Long before fossils were found outside Grahamstown in the mid-1980s, Rob Gess was bitten by the palaeontology bug.
“I grew up in Makhanda – the new name for Grahamstown – but I often visited my uncle’s farm in the Colesberg district of the Karoo. I found a Dicynodon skull there when I was eight years old and I’ve been hooked ever since.”
Dicynodon was a herbivorous animal that was toothless except for two prominent tusks – the name means “two dog teeth”. They thrived in the Upper Permian period around 250 million years ago, but it was fossils from an earlier period – the Late Devonian period around 360 million years ago – that catapulted Rob’s career.
“I was still in high school when the fossil site at Waterloo Farm was discovered in 1985. A new highway bypass was being cut through the hills south of Grahamstown as part of the government’s response to anti-apartheid protests. Protesters would block the road through the town and the township. When the road was diverted, fossil-bearing black shale was exposed.”

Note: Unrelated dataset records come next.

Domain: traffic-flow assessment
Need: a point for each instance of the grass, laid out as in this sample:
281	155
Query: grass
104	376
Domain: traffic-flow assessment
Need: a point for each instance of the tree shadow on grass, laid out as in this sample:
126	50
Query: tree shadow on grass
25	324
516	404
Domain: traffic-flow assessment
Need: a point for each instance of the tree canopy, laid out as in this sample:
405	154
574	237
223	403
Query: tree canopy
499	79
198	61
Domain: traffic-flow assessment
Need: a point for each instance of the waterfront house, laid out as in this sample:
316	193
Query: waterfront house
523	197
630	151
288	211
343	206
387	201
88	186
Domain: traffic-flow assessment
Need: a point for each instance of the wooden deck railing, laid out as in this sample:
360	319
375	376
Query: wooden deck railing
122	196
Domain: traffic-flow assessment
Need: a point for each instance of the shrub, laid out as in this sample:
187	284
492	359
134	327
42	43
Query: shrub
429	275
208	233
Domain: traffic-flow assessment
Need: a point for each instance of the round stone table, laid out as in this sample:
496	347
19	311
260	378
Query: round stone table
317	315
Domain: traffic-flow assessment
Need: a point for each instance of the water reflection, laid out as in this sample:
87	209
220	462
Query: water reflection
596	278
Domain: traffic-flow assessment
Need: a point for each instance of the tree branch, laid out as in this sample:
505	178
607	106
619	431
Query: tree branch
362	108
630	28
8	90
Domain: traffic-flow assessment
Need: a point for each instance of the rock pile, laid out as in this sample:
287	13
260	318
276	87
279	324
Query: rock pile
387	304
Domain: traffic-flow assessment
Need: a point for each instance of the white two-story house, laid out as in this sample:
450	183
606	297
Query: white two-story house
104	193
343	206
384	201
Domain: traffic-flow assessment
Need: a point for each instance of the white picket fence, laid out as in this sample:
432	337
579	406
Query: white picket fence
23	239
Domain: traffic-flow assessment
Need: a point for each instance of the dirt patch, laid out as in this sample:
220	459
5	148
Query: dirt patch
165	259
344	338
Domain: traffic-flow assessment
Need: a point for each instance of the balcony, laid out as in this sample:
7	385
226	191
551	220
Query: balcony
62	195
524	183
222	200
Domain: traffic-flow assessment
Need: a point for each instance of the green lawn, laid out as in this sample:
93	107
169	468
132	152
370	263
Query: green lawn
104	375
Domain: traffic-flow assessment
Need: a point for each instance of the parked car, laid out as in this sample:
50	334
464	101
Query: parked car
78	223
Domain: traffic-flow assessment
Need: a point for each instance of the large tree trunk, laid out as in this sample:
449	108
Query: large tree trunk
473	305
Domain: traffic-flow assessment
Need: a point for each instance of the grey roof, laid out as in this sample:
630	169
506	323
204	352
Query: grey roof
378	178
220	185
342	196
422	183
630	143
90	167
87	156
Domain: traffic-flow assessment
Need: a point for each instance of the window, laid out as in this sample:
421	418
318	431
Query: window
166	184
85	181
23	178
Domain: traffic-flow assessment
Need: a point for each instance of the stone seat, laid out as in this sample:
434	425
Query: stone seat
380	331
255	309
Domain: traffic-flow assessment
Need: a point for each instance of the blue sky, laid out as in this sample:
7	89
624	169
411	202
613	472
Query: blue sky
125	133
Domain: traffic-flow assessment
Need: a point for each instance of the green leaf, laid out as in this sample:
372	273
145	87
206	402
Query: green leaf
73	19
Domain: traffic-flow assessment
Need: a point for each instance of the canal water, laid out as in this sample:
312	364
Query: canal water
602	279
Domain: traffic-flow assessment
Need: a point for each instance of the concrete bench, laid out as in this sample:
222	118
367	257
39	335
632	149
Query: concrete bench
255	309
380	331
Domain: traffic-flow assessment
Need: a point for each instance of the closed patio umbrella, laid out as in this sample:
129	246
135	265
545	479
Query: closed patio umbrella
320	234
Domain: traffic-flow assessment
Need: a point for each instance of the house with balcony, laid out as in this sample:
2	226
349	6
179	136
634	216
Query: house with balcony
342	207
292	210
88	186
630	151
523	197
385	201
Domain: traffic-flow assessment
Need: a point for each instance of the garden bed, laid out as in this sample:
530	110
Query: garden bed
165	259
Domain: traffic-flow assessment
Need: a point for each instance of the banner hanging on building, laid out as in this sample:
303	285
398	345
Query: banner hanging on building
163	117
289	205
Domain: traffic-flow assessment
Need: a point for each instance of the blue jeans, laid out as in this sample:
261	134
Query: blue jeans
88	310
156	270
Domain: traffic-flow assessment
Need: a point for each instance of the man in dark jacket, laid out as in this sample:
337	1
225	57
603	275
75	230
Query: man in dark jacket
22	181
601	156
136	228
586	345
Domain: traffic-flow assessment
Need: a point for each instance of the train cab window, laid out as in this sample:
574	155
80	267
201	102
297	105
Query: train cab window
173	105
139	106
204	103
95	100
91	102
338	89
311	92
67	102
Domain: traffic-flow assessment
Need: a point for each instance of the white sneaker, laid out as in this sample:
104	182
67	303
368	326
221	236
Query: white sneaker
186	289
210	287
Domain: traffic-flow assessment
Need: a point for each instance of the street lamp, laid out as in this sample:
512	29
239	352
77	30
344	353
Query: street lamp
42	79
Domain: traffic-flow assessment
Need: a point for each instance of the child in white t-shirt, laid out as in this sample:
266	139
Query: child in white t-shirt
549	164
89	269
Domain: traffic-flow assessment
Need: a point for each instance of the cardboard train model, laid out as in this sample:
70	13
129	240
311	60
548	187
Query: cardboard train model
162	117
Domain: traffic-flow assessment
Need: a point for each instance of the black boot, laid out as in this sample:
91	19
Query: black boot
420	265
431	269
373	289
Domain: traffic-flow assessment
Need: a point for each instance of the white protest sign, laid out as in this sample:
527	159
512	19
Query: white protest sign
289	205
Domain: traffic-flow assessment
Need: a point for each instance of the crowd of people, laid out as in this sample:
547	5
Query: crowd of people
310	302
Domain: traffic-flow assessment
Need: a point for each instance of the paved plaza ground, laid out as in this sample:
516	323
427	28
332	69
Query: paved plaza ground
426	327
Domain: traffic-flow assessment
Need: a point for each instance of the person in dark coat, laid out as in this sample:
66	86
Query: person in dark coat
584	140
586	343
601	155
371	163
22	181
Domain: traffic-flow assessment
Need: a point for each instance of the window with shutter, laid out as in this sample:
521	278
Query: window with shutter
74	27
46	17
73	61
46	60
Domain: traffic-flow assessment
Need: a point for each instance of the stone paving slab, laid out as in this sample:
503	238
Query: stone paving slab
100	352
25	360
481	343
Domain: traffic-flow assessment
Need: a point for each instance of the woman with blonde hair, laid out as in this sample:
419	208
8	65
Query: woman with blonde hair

Following Rob’s earlier Karoo discovery, Dr Norton Hiller, a palaeontology professor at Rhodes University, had fostered his love of fossils. Norton led the early research on Waterloo and encouraged Rob’s exploration of the site, supervising his collection of material. Years later, after Rob had completed a science degree at Rhodes, Norton hired him to systematically excavate the site.
Waterloo had been a brackish estuary all those millions of years ago, where a river mouth opened to the sea. The remains of animals and plants settled in the dark mud where they often didn’t decay due to a lack of oxygen necessary for bacteria.